Morley's Theorem is a Haverford classic, having been discovered in 1899 by Frank Morley, who was a professor at Haverford (and also the father of writer Christopher Morley).  It states: 

The three points of intersection of the adjacent angle trisectors of any triangle form an equilateral triangle.

For more information about Morley's Theorem, click on the following:

Several years ago I wrote a Mathematica program to generate an animated gif file illustrating Morley's Theorem.  The program had a slight bug which produced the interesting result you see above. When the moving vertex dips below the line formed by the other two vertices, one set of angle trisectors becomes the trisectors of the external angle at that vertex. Amazingly, an analog of Morley's Theorem continues to hold: the three pairwise intersection points form an equilateral triangle.

This hybrid analog of Morley's Theorem suggested that there might be other versions as well, and indeed there are. For example:

The three points of intersection of the adjacent external angle trisectors of any triangle form an equilateral triangle.

morley-ext.gif (2777 bytes)

Note that in forming the intersections, the external trisectors must all be followed in a retrograde direction. Here is a picture showing both versions of the theorem together:

morley-intext.gif (4031 bytes)

And finally, a picture showing the internal, external, and hybrid versions all in one picture:

morley-all.gif (3973 bytes)

Stay tuned: I plan to make a movie based on the last picture!


Epilog:

After making these observations, which resulted from a serendipitous computer blunder, I began to dimly recall several conversations which I had in 1978 upon arriving at Haverford with one of my predecessors, Cletus O. Oakley, who had retired from Haverford some years before. He was writing a survey article on Morley's theorem for the American Mathematical Monthly:

The Morley Trisector Theorem, by Cletus O. Oakley and Justine Davis, Amer. Math Monthly (1978), p. 737-745.

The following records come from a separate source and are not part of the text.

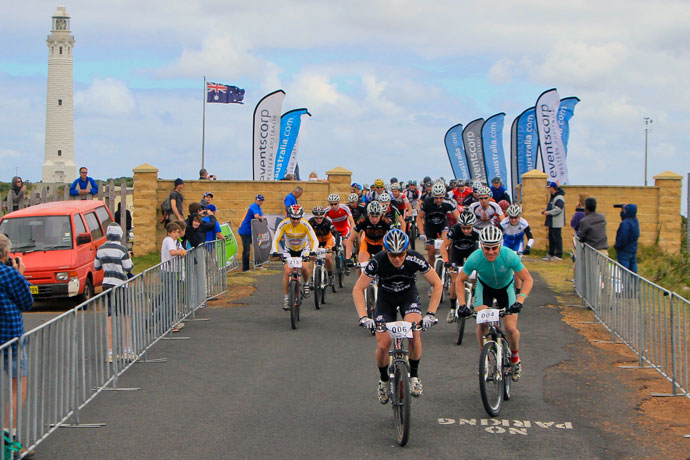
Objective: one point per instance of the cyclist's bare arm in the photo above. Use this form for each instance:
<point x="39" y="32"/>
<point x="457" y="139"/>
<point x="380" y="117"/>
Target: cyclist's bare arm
<point x="358" y="294"/>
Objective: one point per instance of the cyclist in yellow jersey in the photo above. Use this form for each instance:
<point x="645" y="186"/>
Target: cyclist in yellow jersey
<point x="300" y="241"/>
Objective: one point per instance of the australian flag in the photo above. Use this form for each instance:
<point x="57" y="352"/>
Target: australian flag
<point x="217" y="92"/>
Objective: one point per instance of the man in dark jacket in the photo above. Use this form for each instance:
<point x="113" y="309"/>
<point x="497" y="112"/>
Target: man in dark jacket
<point x="592" y="229"/>
<point x="626" y="238"/>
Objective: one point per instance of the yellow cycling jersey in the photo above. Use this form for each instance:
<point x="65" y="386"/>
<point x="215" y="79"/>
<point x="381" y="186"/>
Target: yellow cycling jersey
<point x="297" y="238"/>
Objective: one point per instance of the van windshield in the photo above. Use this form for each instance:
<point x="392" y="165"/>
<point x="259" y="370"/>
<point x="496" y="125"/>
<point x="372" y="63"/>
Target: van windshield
<point x="38" y="233"/>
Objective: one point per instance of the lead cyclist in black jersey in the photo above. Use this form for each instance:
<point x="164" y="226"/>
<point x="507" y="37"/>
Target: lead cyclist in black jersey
<point x="396" y="268"/>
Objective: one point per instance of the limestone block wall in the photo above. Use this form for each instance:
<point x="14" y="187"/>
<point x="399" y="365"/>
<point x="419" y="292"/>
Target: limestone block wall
<point x="232" y="198"/>
<point x="658" y="208"/>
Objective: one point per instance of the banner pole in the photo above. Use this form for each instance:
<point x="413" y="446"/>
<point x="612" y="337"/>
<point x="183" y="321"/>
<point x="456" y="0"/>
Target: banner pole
<point x="203" y="126"/>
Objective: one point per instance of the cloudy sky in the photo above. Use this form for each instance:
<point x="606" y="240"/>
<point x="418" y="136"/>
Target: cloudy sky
<point x="383" y="81"/>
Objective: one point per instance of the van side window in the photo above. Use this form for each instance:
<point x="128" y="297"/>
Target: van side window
<point x="78" y="225"/>
<point x="94" y="227"/>
<point x="103" y="216"/>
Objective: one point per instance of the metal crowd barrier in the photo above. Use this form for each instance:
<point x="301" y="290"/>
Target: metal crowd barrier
<point x="650" y="320"/>
<point x="68" y="362"/>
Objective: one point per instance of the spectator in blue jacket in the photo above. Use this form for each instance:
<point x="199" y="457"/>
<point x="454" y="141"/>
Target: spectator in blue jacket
<point x="84" y="185"/>
<point x="626" y="238"/>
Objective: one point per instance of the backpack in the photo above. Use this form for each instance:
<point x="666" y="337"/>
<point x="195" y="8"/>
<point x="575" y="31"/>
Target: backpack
<point x="166" y="210"/>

At the time I did not fully grasp the diagrams in that paper, but I recalled them as vaguely similar to the pictures I was drawing with Mathematica.  With 20-20 hindsight,  I now see that they show all of the variations in Morley's theorem that I had recently discovered, and more.  In fact the massive historical bibliography in Oakley's paper shows that these facts were rediscovered by many authors, beginning as early as 1910. 

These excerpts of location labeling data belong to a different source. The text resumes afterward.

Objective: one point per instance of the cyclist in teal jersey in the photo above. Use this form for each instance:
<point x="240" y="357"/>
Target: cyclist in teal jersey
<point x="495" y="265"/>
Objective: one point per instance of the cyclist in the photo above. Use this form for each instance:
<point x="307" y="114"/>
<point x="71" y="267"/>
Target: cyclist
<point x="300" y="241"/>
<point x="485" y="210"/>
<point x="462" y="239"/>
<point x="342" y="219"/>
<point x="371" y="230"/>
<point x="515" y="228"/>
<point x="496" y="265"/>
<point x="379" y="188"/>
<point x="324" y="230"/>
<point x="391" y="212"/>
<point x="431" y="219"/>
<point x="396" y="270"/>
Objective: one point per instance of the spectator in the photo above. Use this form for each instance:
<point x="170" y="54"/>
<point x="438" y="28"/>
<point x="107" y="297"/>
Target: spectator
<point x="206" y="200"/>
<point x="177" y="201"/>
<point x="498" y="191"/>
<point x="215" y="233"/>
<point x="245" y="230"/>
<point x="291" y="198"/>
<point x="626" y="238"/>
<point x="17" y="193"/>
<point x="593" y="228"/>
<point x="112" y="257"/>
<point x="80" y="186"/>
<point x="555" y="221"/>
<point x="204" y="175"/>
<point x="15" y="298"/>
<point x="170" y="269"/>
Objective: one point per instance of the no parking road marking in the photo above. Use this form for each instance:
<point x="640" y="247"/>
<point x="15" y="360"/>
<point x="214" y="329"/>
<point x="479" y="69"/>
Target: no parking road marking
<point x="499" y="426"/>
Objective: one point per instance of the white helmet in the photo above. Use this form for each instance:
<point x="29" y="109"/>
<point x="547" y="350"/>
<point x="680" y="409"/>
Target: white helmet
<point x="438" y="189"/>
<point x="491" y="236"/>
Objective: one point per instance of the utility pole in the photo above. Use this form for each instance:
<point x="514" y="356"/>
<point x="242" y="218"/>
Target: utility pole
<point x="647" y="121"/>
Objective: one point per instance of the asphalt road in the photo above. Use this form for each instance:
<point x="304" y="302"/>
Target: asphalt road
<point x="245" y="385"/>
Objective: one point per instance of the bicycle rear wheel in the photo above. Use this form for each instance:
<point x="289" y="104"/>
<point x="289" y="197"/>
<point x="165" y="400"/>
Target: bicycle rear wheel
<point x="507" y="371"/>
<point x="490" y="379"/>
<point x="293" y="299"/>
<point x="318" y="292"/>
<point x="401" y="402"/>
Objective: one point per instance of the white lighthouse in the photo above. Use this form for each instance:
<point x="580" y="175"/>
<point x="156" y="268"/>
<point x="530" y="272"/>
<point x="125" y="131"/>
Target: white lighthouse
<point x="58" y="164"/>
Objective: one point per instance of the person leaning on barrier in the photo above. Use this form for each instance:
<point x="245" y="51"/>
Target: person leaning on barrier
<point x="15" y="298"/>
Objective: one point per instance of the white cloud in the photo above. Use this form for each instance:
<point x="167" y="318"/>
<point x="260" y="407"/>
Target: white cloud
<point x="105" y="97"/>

Oakley notes that there are actually 18 different equilateral triangles formed by various intersections of trisectors, and that in all cases the corresponding sides are parallel.

It is difficult to discover truly new results in mathematics.   It is all the more difficult (and extraordinarily rare) to find new theorems in elementary geometry, e.g. about equilateral triangles.  But that's what Frank Morley did in 1899.  What must have gone through his mind when he first noticed that something like Morley's theorem might be true?